Pada Nekara, banyak ditemukan hiasan – hiasan di sekeliling permukaannya berupa hiasan geometris, zoomorfik, manusia, perahu, topeng, hewan motologis dan masih banyak lagi. Biasanya di atas nekara ditemukan juga hiasan katak karena disebutkan bahwa menurut kepercayaan pada zaman tersebut biasanya katak dipercaya sebagai hewan yang bisa memanggil hujan. Nekara terkadang bisa juga digunakan sebagai alat tabuh atau alat music. Biasanya nekara digunakan untuk upacara – upacara keagamaan yang berhubungan dengan hal berbunyi – bunyian. Nekara pada umumnya berkembang pada masa perundagian atau paleometalik. Penyebaran nekara sendiri di seluruh Indonesia tersebar, khususnya di Indonesia bagian timur. Nekara sendiri biasanya terdiri dari 3 bagian. 3 bagian itu adalah bagian permukaan atau bagian timpanium, yang merupakan bidang pukul, lalu ada juga bagian badan dan bagian bawah, biasanya pula hiasan – hiasan yang terdapat pada sekujur badan, permukaan dan kaki nekara ini pulalah yang menentukan fungsi dari nekara tersebut.

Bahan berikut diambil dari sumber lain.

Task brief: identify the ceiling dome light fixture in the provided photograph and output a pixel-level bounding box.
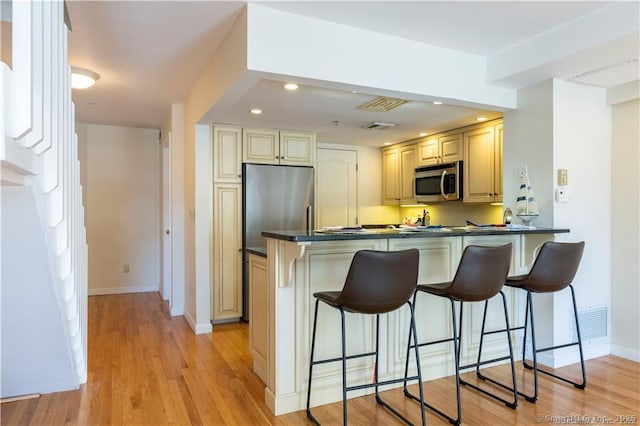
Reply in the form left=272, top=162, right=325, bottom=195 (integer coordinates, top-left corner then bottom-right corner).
left=71, top=67, right=100, bottom=89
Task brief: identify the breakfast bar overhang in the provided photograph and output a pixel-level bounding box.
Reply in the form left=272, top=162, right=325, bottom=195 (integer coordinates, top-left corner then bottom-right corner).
left=255, top=227, right=569, bottom=415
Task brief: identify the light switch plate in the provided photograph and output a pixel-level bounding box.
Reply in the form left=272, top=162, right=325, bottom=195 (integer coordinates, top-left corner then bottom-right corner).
left=556, top=188, right=569, bottom=203
left=558, top=169, right=569, bottom=186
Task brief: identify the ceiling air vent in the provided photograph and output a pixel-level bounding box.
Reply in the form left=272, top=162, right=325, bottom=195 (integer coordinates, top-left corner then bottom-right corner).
left=362, top=121, right=395, bottom=129
left=358, top=96, right=409, bottom=112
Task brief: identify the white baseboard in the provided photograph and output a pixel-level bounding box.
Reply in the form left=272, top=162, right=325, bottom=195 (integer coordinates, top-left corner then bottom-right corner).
left=88, top=286, right=159, bottom=296
left=184, top=312, right=213, bottom=334
left=529, top=342, right=611, bottom=368
left=611, top=345, right=640, bottom=362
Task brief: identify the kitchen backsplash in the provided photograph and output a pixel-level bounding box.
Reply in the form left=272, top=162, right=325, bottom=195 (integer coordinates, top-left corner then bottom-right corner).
left=398, top=202, right=503, bottom=225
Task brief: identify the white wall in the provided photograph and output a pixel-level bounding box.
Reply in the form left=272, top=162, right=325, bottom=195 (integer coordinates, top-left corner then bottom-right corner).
left=550, top=80, right=614, bottom=364
left=503, top=81, right=613, bottom=366
left=0, top=186, right=78, bottom=397
left=79, top=124, right=161, bottom=295
left=611, top=94, right=640, bottom=362
left=159, top=104, right=185, bottom=315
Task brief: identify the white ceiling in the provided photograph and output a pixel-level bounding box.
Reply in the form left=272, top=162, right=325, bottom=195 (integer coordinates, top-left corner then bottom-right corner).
left=67, top=0, right=640, bottom=146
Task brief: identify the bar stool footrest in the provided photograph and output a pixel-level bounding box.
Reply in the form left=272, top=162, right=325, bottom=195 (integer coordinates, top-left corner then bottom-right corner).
left=404, top=389, right=460, bottom=426
left=460, top=377, right=518, bottom=409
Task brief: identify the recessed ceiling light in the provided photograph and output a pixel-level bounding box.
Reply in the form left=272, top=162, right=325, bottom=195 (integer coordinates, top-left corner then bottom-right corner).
left=71, top=67, right=100, bottom=89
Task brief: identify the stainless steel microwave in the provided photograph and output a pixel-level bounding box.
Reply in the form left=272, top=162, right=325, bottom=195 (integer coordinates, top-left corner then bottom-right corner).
left=414, top=161, right=462, bottom=203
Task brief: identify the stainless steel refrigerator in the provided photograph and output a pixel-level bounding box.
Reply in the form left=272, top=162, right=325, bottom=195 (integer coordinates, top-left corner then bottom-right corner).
left=242, top=164, right=314, bottom=321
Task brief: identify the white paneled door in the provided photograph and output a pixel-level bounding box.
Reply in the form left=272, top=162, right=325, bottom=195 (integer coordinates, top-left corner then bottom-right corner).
left=316, top=148, right=358, bottom=228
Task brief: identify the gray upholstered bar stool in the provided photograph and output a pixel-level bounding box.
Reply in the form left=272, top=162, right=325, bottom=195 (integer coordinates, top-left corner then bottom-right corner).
left=307, top=249, right=425, bottom=426
left=404, top=243, right=518, bottom=425
left=480, top=241, right=587, bottom=402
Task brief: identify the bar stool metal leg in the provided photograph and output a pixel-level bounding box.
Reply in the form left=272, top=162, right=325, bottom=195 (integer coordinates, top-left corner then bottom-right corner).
left=403, top=293, right=462, bottom=425
left=522, top=284, right=587, bottom=396
left=461, top=291, right=518, bottom=408
left=307, top=299, right=320, bottom=425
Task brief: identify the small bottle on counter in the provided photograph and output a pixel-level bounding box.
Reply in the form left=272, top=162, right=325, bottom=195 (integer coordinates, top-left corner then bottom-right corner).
left=503, top=207, right=513, bottom=225
left=422, top=210, right=431, bottom=226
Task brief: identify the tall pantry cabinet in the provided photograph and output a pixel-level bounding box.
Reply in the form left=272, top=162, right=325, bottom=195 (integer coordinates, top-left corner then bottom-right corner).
left=211, top=124, right=316, bottom=322
left=211, top=125, right=242, bottom=321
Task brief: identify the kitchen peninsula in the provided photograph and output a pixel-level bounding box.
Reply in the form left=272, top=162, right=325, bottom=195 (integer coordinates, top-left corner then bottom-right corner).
left=250, top=227, right=569, bottom=415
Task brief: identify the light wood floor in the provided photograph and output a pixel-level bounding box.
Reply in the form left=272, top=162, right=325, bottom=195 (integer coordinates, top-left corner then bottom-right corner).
left=1, top=293, right=640, bottom=425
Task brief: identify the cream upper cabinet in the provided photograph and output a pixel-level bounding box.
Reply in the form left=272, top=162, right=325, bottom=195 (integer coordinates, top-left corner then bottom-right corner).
left=416, top=137, right=440, bottom=167
left=463, top=120, right=502, bottom=203
left=242, top=128, right=280, bottom=164
left=438, top=133, right=464, bottom=163
left=382, top=145, right=416, bottom=205
left=416, top=133, right=464, bottom=167
left=280, top=131, right=316, bottom=166
left=213, top=124, right=242, bottom=183
left=242, top=128, right=316, bottom=166
left=493, top=123, right=504, bottom=202
left=211, top=184, right=242, bottom=321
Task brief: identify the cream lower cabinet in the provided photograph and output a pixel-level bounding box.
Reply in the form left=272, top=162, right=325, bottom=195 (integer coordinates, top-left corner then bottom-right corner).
left=262, top=234, right=553, bottom=415
left=211, top=183, right=242, bottom=321
left=248, top=254, right=270, bottom=383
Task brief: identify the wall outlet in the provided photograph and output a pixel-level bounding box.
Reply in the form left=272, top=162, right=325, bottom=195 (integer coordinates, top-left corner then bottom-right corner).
left=556, top=188, right=569, bottom=203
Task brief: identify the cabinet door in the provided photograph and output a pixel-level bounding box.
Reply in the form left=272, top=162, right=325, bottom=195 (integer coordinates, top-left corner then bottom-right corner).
left=463, top=126, right=495, bottom=203
left=249, top=254, right=270, bottom=383
left=438, top=133, right=464, bottom=163
left=212, top=184, right=242, bottom=320
left=279, top=131, right=316, bottom=166
left=416, top=138, right=439, bottom=167
left=382, top=148, right=400, bottom=205
left=493, top=124, right=504, bottom=202
left=398, top=145, right=416, bottom=204
left=242, top=128, right=280, bottom=164
left=213, top=124, right=242, bottom=183
left=316, top=148, right=358, bottom=228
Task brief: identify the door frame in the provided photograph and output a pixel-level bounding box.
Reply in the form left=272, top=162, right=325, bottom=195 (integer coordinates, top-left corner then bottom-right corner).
left=160, top=132, right=173, bottom=308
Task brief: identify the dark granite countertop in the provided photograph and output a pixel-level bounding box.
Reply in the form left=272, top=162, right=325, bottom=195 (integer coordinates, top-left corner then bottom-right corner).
left=244, top=247, right=267, bottom=257
left=262, top=226, right=570, bottom=242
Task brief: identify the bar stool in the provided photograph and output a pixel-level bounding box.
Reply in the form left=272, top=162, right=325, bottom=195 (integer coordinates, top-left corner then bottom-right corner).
left=404, top=243, right=518, bottom=425
left=480, top=241, right=587, bottom=402
left=307, top=249, right=425, bottom=426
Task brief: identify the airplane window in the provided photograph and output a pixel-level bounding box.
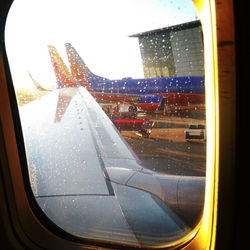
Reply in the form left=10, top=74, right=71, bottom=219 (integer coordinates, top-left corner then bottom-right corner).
left=6, top=0, right=206, bottom=247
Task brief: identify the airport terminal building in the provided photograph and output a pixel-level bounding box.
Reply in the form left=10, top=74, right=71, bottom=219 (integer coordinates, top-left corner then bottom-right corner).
left=130, top=20, right=204, bottom=78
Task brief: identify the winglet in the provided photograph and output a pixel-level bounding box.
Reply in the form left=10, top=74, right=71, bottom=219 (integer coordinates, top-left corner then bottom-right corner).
left=48, top=45, right=78, bottom=88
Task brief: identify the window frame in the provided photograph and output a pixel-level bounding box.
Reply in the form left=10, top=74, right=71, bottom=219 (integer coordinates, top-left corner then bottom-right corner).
left=0, top=0, right=236, bottom=249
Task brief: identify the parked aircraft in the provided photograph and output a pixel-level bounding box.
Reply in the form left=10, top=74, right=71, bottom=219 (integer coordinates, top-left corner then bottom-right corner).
left=0, top=0, right=242, bottom=250
left=49, top=43, right=205, bottom=112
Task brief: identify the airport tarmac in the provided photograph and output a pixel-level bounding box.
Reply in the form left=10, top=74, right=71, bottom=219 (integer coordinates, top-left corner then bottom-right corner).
left=121, top=111, right=206, bottom=176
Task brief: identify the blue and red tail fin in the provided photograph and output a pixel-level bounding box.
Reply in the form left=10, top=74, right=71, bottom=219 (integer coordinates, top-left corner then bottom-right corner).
left=65, top=43, right=93, bottom=89
left=28, top=71, right=49, bottom=91
left=65, top=43, right=108, bottom=91
left=48, top=45, right=79, bottom=88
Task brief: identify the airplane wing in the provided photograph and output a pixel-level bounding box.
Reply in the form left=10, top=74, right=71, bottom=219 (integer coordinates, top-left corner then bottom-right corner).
left=20, top=87, right=203, bottom=246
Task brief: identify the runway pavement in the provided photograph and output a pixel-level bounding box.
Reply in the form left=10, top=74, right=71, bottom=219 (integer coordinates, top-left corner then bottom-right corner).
left=121, top=114, right=206, bottom=176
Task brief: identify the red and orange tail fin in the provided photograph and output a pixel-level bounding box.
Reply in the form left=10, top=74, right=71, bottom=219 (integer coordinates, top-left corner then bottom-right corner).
left=48, top=45, right=78, bottom=88
left=65, top=43, right=92, bottom=89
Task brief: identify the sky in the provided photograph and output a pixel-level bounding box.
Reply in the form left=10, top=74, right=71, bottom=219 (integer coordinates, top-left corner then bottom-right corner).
left=5, top=0, right=197, bottom=88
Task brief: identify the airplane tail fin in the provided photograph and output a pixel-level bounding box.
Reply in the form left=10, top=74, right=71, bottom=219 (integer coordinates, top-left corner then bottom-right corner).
left=65, top=43, right=92, bottom=88
left=65, top=43, right=107, bottom=90
left=48, top=45, right=79, bottom=88
left=28, top=71, right=48, bottom=91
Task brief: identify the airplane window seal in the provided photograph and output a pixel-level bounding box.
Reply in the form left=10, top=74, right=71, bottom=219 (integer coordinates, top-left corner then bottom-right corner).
left=0, top=1, right=238, bottom=249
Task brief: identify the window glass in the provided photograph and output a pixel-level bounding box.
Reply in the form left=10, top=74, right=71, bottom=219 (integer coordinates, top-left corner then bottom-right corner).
left=6, top=0, right=206, bottom=247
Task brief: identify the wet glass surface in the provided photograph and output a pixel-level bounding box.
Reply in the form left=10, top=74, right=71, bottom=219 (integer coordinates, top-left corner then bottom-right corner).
left=6, top=0, right=206, bottom=246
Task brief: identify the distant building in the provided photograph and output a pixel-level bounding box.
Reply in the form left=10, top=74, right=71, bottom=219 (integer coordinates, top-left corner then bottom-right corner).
left=130, top=20, right=204, bottom=78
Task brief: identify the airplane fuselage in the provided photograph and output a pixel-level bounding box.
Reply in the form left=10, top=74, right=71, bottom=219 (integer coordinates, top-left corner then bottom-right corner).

Lalu saya melanjutkan perjalanan saya menuju lantai bagian ilmu pengetahuan dan teknologi. Disitu terdapat banyak prasasti, dan barang – barang unik jaman dahulu. Ada sepeda zaman dahulu, juga ada kapal dengan panjang 11 m. disana, saya melihat ke bagian2 prasasti. Banyak prasasti dalam berbagai bentuk, salah satunya adalah prasasti canggal. Prasasti canggal adalah prasasti yang ditemukan di halaman candi gunung wukir, di desa kadiluwih, kecamatan salam, magelang, jawa tengah. Prasasti ini ditulis dengan menggunakan aksara pallawa dan bahasa sansekerta. Di Prasasti ini tertera raja – raja dari keluarga sanjaya pada masa kerajaan medang. Prasasti ini juga dipandang sebagai pernyataan diri Raja Sanjaya pada tahun 732. Prasasti ini juga berisi tentang pendirian lingga, atau sebuah lambing siwa oleh Raja Sanjaya di desa Kunjarakunja yang merupakan tempat pertapaan Resi Agastya, seorang Maharesi Hindu. Sebelumnya telah disebutkan nama raja – raja dari keluarga sanjaya, yaitu yang pertama – tama menjadi raja adalah Sanna, lalu digantikan oleh Sanjaya anak Sannaha, yang merupakan saudara perempuan Sanna.
Perjalanan ke museum ini sendiri tidak begitu susah karena sudah ada akses Busway yang langsung berhenti tepat di depan museum. Dan dengan banyaknya barang – barang yang ada di museum tersebut sangat memudahkan untuk memilih benda yang akan diceritakan, walaupun beberapa di antaranya ada yang sudah rusak, tapi secara keseluruhan museum ini masih sangat terawat dibandingkan dengan museum – museum lain yang pernah saya kunjungi. Sayangnya, gedung baru masih sepi akan pengunjung karena kurangnya info tentang gedung baru tersebut, padahal barang – barang peninggalan yang ada di gedung baru tidak kalah banyak dibandingkan gedung lama.